Leadership in Times of Crisis

CFO in Times of Crisis

Think Strategically

The focus is now on the ongoing financial health of the organization and on rethinking the business model in the new normal. This is where the CFO excels. As the sole member of the executive team who is a financial expert, finance chiefs are essential in assessing the viability of any strategic initiative.

Provide Ethical Leadership

During prior financial crises, it was the CFO to whom people turned for straight answers to challenging questions. Whether it be employees, customers, board members, or investors, when people need to know the unvarnished truth, invariably they ask the CFO. And the CFO is expected to not only adhere to strict ethical standards, but also to create and maintain a culture where ethics are vital. This has never been more important than it is today. 

Build Elite Teams

While building elite teams remains important for CFOs, the focus of teambuilding has shifted. The last several years have been characterized by the “war for talent” as organizations could not hire enough people to keep up with the pace of growth. Obviously, this is no longer the case, as we have gone from the sellers’ market to the buyers’ market. This is a dramatic shift that will challenge the team-building skills of finance chiefs.

Rather than focus on recruiting and retention, CFOs today are tasked with getting maximum productivity from their teams in volatile circumstances. Work-from-home challenges have created turmoil across organizations, as workers struggle with issues (professional and personal) that were previously unimaginable. Also, furloughs and reductions in salary are common practices across most companies. Many firms had to reduce the workforce by 25% or more, and cut pay by 25% across the board, while asking the team to work harder than ever.

Master Deal-Making

This is perhaps an area that has become less important during this crisis, if for no other reason than that there are simply fewer deals being made than there was pre-pandemic. The IPO market is frozen, private equity financings are down, and M&A activity is much quieter than it has been in years. This all suggests that deal-making is less important to a CFO than it was a few months ago. However, do not diminish the importance of this skill. While activity is down, falling valuations may create acquisition opportunities that may have been out of reach a few months ago. A forward-thinking CFO may find long-term investment opportunities that simply were not available previously. In addition, activities such as debt refinancing and contract renegotiations with suppliers and customers are ongoing.

Learn Continuously

The main way CFOs learn is through peer-networking, and there has been an explosion of this in recent weeks. All of us are living in a world of uncertainty, and while there is nobody to turn to who has survived a crisis like this, it is more critical than ever to talk to your peers about challenges you are facing in your business.

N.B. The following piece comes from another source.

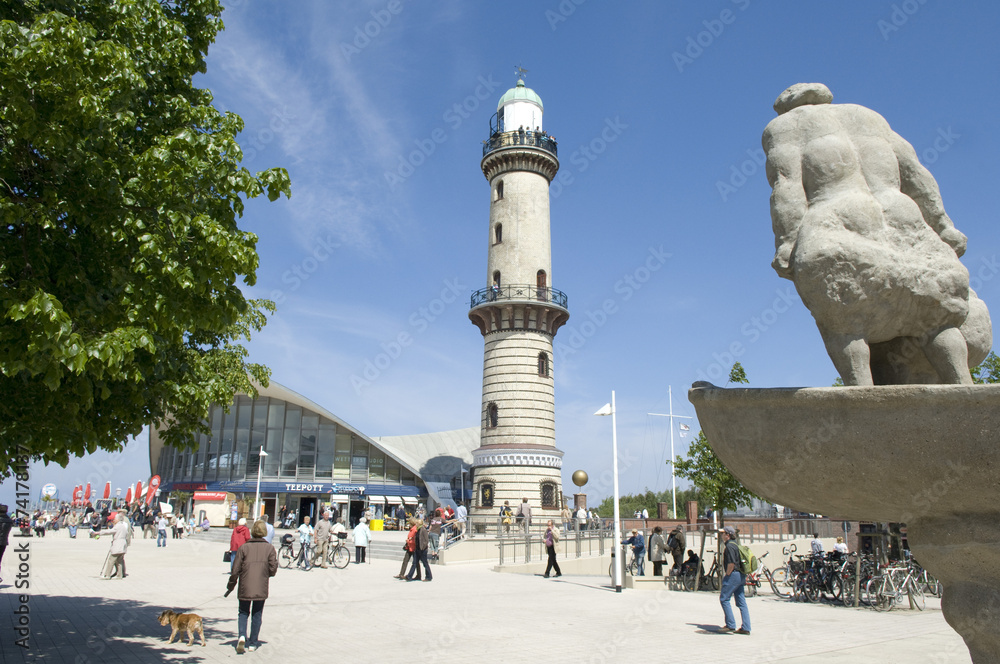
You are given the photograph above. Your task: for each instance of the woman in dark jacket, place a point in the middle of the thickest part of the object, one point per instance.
(254, 563)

Develop Board Relationships

Hopefully, during your tenure as CFO, you have been building solid relationships based upon mutual respect and trust. These relationships are now going to be critical. Board members are turning to the CFO to get the most objective and complete understanding of the companies they serve. Frequent 1:1 meeting between you and board members are advisable to enhance these relationships. Boards will also have similar relationships with the CEO, but the dynamic is different. Also, while CEOs are rarely dishonest, they do tend to be overly optimistic, an outlook which is likely to be even more pronounced during a crisis. It’s a reflection of confidence in their own ability to overcome any obstacle, so it’s a positive trait. But boards also benefit from a more realistic assessment of their companies, and often the CFO is the one who can best provide this.

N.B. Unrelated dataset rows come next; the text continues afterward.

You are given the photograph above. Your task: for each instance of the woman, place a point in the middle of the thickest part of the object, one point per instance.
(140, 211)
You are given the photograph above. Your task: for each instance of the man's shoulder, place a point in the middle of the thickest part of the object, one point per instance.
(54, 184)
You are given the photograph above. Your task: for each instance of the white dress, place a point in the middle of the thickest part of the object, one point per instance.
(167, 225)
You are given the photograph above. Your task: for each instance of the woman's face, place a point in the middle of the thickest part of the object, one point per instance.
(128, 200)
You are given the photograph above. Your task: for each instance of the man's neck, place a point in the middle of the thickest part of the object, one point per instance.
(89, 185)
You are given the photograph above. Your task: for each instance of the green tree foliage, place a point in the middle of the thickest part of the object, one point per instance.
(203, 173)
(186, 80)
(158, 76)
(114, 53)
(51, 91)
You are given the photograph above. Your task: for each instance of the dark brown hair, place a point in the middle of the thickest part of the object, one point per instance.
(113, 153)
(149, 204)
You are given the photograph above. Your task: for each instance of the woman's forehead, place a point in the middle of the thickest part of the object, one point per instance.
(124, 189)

Perform Cross-Functionally

It is no secret the role of the CFO has become increasingly cross-functional. Once limited to a back-office role, CFOs in recent years have become involved with all aspects of a business: sales, marketing, strategy, and operations. As organizations are forced to do more with less, the versatility of CFOs and other executives is going to prove critical to the survival of many organizations. 

Maintain Financial Expertise

Counter-intuitive though it may be, more CFOs today are not financial experts. Given how cross-functional the role has become, financial expertise is viewed in some circles as just one of many skills a CFO must have, but not the only one or even necessarily the most important one. But elite CFOs have remained financial experts, even if fewer of them are CPAs than in the past. It’s incumbent upon CFOs to be able to articulate meaningful financial data to their constituents, to explain the importance of this data, and to use it to drive better and faster decision-making than ever before. Elite CFOs can use financial data to make better and faster decisions.